Victoria, who should be renamed “Victimoria”, is hated by her family who delight in calling her stupid. They marry her off to the Earl of Winchester, who, when he’s not delighting in berating her for her stupidity and humiliating her before the guests, is hating her irrationally because his last wife had the decency to treat this misogynist pig exactly the way he deserves to be treated. Because Victimoria is hot though and she has the mental capacity of a five-year old (the better then for the hero to indulge in his Lolita fetish), she eventually endures enough crap to win the affection of her jackass husband. And so she lives happily ever after.

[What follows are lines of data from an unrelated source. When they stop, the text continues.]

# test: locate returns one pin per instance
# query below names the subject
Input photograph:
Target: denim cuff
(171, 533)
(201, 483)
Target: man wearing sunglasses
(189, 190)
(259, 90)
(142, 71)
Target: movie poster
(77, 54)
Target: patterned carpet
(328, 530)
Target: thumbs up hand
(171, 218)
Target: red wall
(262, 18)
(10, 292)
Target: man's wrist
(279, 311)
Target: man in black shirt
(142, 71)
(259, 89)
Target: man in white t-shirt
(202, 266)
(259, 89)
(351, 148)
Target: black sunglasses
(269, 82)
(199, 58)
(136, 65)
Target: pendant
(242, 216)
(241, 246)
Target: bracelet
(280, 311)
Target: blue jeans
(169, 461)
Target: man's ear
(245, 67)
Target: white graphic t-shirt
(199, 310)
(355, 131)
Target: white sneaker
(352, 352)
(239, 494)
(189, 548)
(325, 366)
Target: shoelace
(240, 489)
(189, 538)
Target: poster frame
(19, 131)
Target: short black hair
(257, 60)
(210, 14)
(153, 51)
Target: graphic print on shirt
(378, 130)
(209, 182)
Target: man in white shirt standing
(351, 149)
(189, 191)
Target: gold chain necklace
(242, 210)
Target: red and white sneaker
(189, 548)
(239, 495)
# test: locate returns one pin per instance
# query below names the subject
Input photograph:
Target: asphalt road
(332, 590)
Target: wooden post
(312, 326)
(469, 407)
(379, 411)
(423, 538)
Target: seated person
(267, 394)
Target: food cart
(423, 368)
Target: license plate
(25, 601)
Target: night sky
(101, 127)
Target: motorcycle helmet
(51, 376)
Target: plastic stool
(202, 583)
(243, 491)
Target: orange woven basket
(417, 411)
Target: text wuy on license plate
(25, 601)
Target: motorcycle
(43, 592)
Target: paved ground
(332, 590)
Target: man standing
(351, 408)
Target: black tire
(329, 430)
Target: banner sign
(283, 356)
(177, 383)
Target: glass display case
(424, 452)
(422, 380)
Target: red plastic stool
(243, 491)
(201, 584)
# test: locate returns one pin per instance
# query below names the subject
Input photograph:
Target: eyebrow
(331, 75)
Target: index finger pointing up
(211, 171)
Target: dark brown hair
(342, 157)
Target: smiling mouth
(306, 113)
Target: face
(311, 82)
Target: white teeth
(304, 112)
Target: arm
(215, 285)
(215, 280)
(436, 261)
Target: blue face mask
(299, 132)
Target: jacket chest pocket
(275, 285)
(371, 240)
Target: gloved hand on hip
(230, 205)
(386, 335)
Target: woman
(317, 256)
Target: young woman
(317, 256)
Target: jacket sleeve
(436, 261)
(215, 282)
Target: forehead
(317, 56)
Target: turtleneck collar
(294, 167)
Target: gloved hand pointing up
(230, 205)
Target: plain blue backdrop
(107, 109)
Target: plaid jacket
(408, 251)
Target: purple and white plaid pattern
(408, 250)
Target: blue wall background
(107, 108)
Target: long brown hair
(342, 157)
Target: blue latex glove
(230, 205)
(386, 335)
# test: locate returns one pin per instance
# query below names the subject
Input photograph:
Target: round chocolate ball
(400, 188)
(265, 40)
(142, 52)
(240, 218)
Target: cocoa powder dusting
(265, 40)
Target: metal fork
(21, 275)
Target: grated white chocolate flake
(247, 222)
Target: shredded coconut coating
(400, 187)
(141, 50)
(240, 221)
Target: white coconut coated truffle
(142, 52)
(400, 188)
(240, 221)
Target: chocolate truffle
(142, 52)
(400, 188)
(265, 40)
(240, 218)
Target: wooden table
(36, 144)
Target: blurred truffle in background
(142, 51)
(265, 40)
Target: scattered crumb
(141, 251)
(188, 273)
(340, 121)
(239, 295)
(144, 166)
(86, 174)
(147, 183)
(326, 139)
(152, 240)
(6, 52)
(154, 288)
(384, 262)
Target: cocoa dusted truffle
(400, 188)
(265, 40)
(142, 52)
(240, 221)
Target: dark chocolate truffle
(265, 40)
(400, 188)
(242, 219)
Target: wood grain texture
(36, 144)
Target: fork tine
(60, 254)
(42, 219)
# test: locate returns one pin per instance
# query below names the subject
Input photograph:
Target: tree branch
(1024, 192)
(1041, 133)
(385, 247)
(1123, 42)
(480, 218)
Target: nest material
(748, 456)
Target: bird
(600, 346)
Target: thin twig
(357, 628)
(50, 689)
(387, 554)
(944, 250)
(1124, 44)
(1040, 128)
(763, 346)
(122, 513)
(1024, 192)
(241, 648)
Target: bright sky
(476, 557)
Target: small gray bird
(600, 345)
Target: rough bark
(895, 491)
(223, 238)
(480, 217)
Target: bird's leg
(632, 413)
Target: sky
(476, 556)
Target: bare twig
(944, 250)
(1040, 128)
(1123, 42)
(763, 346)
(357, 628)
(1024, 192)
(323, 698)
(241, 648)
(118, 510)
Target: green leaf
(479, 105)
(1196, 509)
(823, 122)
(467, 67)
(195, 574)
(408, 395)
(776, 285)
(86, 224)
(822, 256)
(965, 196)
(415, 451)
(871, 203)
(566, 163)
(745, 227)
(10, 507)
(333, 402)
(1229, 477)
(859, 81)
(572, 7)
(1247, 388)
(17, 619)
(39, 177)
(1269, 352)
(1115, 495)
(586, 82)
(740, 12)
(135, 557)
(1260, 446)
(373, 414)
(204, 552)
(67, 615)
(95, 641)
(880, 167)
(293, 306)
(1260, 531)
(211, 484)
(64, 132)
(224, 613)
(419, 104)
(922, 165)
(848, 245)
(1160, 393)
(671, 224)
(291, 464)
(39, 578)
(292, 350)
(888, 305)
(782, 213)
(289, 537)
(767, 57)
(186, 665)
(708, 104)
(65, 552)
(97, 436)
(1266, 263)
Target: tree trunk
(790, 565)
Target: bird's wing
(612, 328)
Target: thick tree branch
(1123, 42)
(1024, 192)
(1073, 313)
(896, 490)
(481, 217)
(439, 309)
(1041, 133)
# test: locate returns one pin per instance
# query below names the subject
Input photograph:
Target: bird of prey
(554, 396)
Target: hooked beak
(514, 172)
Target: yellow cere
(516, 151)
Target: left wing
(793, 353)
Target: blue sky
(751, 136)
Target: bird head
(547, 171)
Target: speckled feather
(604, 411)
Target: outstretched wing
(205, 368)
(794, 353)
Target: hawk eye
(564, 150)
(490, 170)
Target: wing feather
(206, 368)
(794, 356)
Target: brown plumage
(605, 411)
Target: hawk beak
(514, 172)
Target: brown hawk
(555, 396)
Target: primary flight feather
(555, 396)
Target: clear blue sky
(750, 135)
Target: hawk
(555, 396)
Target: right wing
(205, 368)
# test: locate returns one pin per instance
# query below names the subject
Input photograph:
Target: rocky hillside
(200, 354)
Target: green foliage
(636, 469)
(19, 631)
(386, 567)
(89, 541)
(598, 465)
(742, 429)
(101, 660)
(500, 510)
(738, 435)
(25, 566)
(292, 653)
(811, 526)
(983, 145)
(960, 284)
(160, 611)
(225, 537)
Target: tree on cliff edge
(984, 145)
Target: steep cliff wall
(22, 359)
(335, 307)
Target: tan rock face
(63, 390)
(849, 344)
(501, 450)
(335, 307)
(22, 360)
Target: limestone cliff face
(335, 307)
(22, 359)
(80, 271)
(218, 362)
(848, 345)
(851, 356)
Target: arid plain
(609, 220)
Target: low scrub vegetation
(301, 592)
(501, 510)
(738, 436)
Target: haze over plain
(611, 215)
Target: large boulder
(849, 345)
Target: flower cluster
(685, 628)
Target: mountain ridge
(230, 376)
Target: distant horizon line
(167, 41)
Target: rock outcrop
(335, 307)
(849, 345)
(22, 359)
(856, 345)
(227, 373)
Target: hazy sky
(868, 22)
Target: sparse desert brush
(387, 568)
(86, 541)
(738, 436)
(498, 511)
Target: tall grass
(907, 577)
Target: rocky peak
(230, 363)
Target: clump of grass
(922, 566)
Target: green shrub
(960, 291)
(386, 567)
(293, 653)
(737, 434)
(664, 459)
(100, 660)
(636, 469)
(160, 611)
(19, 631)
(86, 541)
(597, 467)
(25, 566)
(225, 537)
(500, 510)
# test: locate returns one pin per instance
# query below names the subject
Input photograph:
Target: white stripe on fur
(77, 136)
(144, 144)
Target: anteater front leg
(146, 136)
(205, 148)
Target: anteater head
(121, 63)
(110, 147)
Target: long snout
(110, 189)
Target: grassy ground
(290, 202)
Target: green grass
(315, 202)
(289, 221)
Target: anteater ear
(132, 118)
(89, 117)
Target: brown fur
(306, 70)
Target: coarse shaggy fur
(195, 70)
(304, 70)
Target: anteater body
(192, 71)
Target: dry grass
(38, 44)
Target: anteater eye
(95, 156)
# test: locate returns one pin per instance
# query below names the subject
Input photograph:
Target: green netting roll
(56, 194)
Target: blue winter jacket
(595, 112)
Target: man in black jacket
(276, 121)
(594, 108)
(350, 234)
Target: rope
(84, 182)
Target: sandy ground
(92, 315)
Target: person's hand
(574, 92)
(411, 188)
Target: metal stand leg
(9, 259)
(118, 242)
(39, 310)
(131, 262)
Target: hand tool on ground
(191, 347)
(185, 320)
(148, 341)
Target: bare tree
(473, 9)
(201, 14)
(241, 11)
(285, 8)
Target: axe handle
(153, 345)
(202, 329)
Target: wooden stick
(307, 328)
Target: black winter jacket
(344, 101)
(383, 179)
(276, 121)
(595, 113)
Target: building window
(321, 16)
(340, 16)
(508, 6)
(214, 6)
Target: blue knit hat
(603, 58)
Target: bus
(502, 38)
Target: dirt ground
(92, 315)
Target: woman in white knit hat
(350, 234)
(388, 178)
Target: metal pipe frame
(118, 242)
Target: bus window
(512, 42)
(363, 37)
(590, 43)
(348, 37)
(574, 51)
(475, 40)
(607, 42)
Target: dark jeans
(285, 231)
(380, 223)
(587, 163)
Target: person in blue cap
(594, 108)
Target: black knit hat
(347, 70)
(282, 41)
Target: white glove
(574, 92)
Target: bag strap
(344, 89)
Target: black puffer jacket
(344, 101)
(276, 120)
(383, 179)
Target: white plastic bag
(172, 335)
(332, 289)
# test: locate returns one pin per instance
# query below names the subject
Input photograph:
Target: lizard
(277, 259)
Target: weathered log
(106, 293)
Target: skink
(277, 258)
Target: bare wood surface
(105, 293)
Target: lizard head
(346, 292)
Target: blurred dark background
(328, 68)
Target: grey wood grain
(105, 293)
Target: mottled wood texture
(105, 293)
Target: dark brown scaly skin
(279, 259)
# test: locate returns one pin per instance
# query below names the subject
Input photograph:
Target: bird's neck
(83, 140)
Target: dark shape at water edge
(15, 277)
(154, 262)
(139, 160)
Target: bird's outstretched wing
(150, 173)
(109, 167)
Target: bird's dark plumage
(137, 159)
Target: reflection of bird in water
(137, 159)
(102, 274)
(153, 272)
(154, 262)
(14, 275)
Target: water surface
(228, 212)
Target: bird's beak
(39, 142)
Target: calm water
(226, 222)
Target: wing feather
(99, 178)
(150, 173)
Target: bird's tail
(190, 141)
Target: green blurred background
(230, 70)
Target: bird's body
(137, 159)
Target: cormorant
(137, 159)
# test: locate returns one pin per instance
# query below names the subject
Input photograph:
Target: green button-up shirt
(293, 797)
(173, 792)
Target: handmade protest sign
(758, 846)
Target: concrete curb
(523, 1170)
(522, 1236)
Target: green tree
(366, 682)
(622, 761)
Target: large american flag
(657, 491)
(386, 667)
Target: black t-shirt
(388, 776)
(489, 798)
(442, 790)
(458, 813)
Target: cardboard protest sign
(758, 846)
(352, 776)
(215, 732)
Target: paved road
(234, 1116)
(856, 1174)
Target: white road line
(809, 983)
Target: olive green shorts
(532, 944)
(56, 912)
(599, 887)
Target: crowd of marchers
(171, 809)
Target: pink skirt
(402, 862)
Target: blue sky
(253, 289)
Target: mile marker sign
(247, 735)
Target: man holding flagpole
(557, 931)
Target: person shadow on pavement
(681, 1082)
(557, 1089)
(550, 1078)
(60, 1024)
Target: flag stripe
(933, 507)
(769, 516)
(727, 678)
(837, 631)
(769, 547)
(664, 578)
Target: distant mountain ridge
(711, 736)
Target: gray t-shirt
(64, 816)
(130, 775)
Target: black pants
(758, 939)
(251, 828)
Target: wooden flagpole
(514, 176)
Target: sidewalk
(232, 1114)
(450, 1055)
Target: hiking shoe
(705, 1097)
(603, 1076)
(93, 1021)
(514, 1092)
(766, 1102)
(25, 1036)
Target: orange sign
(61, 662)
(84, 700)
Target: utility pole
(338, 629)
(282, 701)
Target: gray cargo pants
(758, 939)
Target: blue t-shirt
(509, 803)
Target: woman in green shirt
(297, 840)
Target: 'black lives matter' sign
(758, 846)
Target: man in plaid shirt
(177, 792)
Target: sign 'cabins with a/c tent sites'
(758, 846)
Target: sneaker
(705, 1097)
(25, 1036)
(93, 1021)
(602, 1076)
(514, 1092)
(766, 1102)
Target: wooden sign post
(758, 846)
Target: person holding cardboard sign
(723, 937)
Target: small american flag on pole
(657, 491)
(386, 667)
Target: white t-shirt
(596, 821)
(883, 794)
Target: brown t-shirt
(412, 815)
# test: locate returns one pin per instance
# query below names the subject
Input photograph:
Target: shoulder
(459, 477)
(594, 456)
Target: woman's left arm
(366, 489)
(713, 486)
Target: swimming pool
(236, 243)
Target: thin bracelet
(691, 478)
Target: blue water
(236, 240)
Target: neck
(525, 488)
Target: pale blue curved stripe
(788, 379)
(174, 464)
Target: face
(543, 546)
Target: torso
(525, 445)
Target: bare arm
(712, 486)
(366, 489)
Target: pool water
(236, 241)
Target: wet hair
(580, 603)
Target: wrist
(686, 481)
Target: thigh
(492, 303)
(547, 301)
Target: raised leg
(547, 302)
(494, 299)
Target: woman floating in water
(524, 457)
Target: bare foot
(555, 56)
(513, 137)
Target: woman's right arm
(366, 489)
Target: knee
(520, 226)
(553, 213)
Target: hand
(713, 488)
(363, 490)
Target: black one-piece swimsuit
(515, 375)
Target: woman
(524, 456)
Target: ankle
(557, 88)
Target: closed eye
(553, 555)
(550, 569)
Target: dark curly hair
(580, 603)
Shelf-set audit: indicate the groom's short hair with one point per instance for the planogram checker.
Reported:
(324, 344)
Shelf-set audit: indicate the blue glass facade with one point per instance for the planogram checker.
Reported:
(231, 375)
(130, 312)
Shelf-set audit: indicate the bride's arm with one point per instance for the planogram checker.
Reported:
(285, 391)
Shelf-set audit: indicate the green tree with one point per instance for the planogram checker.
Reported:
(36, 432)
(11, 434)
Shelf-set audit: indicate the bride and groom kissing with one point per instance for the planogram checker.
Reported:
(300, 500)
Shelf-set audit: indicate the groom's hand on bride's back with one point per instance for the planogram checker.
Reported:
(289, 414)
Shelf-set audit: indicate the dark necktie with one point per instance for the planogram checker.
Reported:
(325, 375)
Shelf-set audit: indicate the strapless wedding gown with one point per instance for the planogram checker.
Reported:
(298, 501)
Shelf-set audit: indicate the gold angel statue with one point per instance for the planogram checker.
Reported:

Our hero Alexander Emerson has absolutely nothing going for him other than a big dong and his tendency to give Victimoria lavish presents when he’s briefly tainted by lucidity and remorse. Hey, Ron Jeremy has a big dongie but you don’t see me wanting to marry him, do you? In fact, Alexander’s behavior becomes increasingly appalling as the story progresses, culminating in a truly horrid action on his part that stems solely from his horrifying misogyny and stupidity. And still she endures, stammering and trying weakly to stand up for herself before collapsing under the pressure of Alex’s browbeating, taunts, or sexual manipulation. But then again, Victimoria has nothing going for her either. She may be dyslexic but she is first and foremost truly too stupid to be pitied. How can she get lost going home, I will never know. It is not as if she can’t use landmarks to identify her surroundings, can she? Unless dyslexics are really unable to follow very well human speech or carry out well actions that don’t involve deciphering of words – and that would be news to me indeed – then Victimoria may not be dyslexic as much as she is possibly brain-damaged.
The only way this book could be redeemed is if it ends either in divorce or with Victimoria plunging a knife through Alex’s heart and twisting it slowly. The author makes a fatal mistake of pairing a truly passive, unsympathetic, and probably mentally handicapped heroine with a raging asshole of a hero and then letting the hero treat the heroine like complete crap for the rest of the story. There is no redeeming feature in Alex or Victimoria, just two very irritating characters driving my blood pressure through the roof. The reconciliation towards the end of the book between Alex and Victimoria, needless to say, is as credible and convincing as a Lifetime movie called OJ and Nicole: An Enduring Love Story for All Time.